SC affirms cityhood ruling
MANILA, Philippines - The Supreme Court (SC) has affirmed its February ruling upholding the constitutionality of laws passed by the 11th Congress on the conversion into cities of 16 municipalities.
In their last summer session in Baguio City yesterday, the SC justices kept their 7-6 vote dismissing the appeal of the League of Cities of the Philippines (LCP) that various cityhood laws be declared unconstitutional.
The cityhood laws are contained in Republic Acts 9389, 9390, 9391, 9392, 9393, 9394, 9398, 9404, 9405, 9407, 9408, 9409, 9434, 9435, 9436, and 9491.
The resolution, however, was not yet released as it was still being circulated for signature of the magistrates, according to SC spokesman Midas Marquez.
The High Court had been criticized by the LCP and other sectors for flip-flopping on the case in its earlier rulings.
This time, the SC stood by its fourth ruling that the cityhood laws do not violate Article X Section 10 and the equal protection clause under Article III Section 1 of the Constitution.

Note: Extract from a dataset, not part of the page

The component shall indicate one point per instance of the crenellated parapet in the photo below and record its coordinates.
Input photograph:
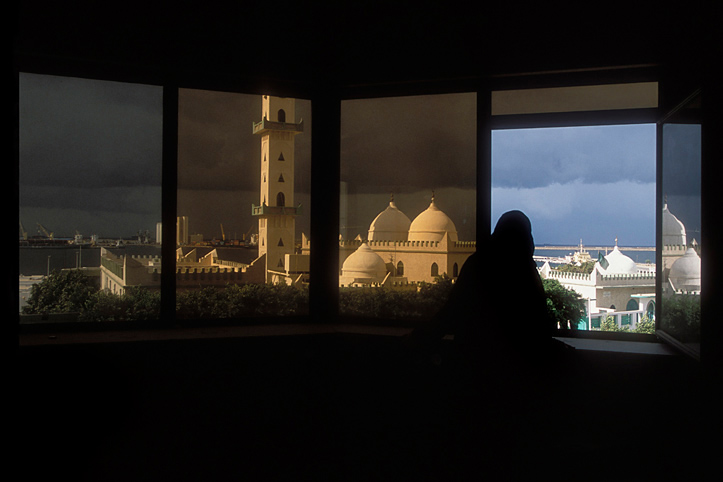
(568, 275)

It junked the contention of LCP that the conversion into cities of the 16 municipalities violated Article X Section 10 of the Constitution, which provides that “no province, city, municipality or barangay shall
be created, divided, merged, abolished or its boundary substantially altered, except in accordance with the criteria established in the local government code and subject to approval by a majority of the votes cast in a plebiscite in the political units directly affected.”
In its ruling last Feb. 15, the SC reversed itself for the third time and reverted back to its second ruling in December 2009, which held that respondent LGUs were qualified cityhood applicants before the enactment of RA 9009: “To impose on them the much higher income requirement after what they have gone through would appear to be indeed unfair.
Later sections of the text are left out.